Directed by Michael Dweck, 2018 [Unrated]

“The Last Race” is a high art film about a blue-collar subject, and that unlooked-for ability to see beauty in the everyday is what makes it both a surprise and a success.

– Kenneth Turran, The L.A. Times

THE LAST RACE is a cinematic portrait of a Long Island stock car race track as its octogenarian owners struggle to maintain an American racing tradition in the face of a real estate development boom. The film merges image, and sound in a unique narrative form to bring the audience into the world of grassroots racing culture and explore a story that subtly grapples with questions of blue collar American identity that have taken on a profound relevance in the current political era.


Friday, May 10 

Directed by Steve Loveridge, 2018 [Unrated]
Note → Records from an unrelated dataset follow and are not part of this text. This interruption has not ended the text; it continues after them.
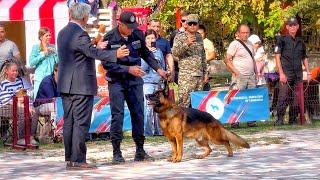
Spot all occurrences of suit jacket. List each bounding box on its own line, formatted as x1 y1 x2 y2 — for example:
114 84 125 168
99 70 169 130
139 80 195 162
57 22 117 95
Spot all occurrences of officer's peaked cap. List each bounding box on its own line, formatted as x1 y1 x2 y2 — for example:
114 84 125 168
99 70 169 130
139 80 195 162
286 17 298 25
119 11 138 29
187 14 199 23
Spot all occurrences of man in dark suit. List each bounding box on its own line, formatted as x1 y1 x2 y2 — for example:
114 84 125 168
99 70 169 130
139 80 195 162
57 3 129 170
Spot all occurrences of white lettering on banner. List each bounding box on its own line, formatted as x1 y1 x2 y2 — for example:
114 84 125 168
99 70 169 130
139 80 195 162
232 95 263 102
206 97 224 119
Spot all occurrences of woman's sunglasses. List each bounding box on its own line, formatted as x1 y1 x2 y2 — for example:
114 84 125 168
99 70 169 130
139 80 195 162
188 22 198 26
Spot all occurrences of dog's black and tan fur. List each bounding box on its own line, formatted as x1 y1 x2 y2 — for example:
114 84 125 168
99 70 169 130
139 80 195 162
147 91 250 162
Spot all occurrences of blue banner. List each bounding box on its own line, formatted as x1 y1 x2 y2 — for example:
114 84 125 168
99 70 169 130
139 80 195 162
55 97 131 134
191 88 270 123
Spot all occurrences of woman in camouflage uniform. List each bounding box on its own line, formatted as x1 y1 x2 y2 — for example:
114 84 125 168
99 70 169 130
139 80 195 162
172 14 208 107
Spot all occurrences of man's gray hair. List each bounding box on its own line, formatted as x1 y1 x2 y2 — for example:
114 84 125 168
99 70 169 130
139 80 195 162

Loveridge celebrates the mashup aesthetic that enabled the artist to find a voice, and reveals that reconciling contradictions… is key to both Arulpragasam’s music and the life she’s constructed with audacity and wit.

– Serena Donadoni, L.A. Weekly

Drawn from a never-before-seen cache of personal footage spanning decades, this is an intimate portrait of the Sri Lankan artist and musician who continues to shatter conventions.



Let’s watch movies outside together.